4. Understand that what sells well, doesn’t necessarily read well. When a message is given in person, the intent, body language and delivery all affect the impact of that message. In fact, it’s 75-90% of the impact depending on what study you read. When messaging is written, it doesn’t have any of that extra oomph. So the great phrases your CEO delivered with such passion at the last company meeting, or the ones your top salesperson used to close that last big sale may not work well in written messaging. Don’t fall in love with phrases because of one shining moment. Use it in your personal delivery but don’t fight for it on the website.

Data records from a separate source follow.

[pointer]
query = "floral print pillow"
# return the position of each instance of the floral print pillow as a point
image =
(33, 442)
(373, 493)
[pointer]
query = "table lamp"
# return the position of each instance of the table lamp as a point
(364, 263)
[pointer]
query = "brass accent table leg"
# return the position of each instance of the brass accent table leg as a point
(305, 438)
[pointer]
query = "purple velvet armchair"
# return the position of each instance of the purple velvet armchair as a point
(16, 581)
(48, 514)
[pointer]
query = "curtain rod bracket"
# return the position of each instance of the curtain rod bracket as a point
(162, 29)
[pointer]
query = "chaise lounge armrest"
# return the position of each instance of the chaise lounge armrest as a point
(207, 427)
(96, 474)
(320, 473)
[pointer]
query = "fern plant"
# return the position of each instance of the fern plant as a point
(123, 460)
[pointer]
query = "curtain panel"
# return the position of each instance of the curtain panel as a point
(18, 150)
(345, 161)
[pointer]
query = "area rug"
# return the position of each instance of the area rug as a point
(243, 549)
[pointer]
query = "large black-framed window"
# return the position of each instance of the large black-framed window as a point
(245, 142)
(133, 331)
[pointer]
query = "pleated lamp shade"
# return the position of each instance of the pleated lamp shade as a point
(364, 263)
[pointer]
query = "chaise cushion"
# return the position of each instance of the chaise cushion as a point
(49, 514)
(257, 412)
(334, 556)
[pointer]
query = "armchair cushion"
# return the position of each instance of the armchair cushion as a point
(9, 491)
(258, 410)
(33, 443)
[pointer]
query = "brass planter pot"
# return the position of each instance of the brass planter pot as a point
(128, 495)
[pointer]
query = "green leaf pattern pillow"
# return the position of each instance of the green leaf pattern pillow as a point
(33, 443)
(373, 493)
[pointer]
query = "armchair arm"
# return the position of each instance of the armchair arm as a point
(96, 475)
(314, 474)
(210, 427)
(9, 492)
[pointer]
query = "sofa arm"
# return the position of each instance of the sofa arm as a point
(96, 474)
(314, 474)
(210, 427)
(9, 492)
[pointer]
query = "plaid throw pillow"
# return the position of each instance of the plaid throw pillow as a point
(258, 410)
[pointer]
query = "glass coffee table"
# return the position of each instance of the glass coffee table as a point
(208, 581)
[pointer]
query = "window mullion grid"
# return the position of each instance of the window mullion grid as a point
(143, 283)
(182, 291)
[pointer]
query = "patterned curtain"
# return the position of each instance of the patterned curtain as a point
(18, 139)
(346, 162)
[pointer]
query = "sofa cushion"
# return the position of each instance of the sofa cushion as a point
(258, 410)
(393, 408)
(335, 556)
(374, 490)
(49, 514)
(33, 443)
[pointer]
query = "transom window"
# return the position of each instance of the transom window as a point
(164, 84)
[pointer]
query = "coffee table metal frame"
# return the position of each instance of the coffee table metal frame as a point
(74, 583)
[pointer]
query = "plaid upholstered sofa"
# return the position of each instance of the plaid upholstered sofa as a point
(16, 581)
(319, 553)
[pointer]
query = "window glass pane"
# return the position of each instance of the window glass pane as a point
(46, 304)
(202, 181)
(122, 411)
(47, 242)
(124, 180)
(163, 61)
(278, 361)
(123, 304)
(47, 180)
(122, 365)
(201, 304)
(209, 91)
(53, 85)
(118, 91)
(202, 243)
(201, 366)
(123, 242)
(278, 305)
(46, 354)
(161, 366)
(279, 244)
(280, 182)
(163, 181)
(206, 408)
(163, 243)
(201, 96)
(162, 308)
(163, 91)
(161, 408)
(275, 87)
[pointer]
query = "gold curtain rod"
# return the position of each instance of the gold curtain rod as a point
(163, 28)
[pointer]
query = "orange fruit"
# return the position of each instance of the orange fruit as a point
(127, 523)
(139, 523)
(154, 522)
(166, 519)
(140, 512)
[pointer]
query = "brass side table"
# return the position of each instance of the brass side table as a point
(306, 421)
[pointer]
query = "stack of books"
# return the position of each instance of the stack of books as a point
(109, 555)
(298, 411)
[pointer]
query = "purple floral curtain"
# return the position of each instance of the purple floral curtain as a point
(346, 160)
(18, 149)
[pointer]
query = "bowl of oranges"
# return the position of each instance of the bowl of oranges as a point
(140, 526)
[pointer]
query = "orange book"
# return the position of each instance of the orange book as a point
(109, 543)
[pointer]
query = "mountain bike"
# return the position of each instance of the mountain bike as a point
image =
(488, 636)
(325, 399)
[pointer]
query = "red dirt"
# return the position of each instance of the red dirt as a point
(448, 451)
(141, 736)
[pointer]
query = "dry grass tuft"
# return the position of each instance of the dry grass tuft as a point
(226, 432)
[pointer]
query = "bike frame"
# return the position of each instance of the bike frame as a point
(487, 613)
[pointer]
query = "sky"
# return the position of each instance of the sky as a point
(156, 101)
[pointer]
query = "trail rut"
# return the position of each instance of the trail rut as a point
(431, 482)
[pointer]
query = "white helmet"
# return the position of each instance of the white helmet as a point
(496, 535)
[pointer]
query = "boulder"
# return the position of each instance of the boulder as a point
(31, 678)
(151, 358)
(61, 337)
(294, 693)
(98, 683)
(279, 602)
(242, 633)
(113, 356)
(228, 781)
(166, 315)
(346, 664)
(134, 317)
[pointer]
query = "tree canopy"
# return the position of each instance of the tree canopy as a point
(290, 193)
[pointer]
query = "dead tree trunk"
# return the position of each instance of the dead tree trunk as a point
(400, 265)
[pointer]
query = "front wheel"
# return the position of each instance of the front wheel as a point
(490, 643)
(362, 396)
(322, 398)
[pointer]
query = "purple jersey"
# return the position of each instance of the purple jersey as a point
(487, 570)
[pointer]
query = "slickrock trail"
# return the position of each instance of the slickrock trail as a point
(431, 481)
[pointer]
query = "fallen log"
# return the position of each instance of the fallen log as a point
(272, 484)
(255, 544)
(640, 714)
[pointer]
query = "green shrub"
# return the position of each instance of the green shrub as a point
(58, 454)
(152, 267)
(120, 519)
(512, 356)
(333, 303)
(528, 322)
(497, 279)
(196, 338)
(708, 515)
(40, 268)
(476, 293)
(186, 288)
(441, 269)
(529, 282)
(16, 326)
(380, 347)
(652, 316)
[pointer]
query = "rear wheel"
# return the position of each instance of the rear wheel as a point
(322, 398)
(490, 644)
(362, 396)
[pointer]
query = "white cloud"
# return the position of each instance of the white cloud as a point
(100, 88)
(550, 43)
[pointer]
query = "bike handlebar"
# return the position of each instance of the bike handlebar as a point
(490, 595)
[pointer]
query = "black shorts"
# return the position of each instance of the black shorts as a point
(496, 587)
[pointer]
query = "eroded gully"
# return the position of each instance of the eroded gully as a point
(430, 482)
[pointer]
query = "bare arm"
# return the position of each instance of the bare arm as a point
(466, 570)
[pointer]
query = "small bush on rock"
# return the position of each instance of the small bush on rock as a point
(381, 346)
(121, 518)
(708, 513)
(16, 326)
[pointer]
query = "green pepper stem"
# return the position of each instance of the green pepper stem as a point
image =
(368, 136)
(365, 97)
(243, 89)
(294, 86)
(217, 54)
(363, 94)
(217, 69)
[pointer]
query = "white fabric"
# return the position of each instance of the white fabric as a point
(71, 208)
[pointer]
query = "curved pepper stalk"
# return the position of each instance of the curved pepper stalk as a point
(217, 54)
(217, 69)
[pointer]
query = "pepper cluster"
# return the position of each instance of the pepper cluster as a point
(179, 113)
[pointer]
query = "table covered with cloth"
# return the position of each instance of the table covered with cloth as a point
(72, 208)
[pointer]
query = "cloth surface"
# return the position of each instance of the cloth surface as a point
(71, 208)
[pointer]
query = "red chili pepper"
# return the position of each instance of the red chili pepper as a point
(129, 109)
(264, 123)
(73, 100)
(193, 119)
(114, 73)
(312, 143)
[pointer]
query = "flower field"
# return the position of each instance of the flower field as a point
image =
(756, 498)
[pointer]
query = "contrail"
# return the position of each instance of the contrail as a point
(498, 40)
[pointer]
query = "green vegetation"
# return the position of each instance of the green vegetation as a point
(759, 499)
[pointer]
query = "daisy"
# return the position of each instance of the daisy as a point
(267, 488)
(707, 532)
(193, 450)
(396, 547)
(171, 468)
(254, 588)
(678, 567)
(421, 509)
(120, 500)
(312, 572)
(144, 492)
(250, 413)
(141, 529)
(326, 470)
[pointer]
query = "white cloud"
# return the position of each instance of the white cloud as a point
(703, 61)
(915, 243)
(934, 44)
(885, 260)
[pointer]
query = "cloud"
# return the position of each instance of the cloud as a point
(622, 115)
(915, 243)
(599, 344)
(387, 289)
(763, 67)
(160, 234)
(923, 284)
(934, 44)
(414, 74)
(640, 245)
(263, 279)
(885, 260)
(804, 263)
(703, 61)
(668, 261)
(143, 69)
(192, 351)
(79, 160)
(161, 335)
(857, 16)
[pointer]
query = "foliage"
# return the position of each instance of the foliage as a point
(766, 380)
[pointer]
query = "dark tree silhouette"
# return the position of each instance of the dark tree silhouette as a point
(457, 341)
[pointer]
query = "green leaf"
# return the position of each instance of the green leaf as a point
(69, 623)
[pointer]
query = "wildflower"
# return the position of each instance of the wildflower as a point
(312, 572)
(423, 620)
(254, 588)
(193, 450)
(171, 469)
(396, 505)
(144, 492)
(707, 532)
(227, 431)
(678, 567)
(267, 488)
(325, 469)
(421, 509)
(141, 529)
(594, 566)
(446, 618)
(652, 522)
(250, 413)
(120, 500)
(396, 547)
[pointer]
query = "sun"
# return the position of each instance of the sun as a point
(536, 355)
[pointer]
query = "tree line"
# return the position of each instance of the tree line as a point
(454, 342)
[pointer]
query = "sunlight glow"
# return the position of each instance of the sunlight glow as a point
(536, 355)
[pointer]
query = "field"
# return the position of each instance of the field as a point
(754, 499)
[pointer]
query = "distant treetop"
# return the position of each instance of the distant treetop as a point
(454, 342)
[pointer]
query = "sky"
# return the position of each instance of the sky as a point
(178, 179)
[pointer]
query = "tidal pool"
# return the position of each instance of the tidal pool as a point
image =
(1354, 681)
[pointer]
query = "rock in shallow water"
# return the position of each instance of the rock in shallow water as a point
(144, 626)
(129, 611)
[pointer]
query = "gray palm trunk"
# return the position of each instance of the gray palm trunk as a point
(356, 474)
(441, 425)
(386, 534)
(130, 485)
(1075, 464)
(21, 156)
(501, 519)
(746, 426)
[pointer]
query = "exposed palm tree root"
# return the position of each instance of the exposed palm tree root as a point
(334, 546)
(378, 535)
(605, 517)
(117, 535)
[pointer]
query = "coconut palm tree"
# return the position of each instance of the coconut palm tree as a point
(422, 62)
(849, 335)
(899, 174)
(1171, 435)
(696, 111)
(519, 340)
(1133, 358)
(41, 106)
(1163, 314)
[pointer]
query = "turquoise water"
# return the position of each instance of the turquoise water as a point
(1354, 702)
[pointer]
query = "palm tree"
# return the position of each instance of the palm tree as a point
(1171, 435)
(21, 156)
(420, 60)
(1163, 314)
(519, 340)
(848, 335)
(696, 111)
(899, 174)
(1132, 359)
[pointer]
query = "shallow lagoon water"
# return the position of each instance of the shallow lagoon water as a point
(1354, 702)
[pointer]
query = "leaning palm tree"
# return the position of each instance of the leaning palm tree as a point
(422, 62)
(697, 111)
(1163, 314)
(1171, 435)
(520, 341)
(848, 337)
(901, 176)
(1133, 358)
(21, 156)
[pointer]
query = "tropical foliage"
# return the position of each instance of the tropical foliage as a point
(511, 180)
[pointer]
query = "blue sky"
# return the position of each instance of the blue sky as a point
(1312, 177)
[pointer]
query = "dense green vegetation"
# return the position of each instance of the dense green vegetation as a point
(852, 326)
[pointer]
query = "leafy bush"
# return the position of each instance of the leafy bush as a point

5. Hire good writers and trust they know what they’re doing. Spend your time making sure that the messaging they’ve created is in alignment with your core strategy statement. Make sure that the way it sounds is in the language of your audience. Check to see if it works for the channels you’ve chosen. Most people think they’re good writers. A few are, but unfortunately most don’t know what they’re doing. Plus, you’re just too close to your own stuff. You can learn, but learn from people who are really good at it. If you really don’t like what they’re doing, fire them but find someone else. Don’t decide to write it yourself. The best writers still use other people to create their messaging.
Learning to stop wordsmithing and start messaging can be painful. It’s hard on the ego. But in the long run, you need messaging that works. The rest, well it’s just oblique without being obtrusive.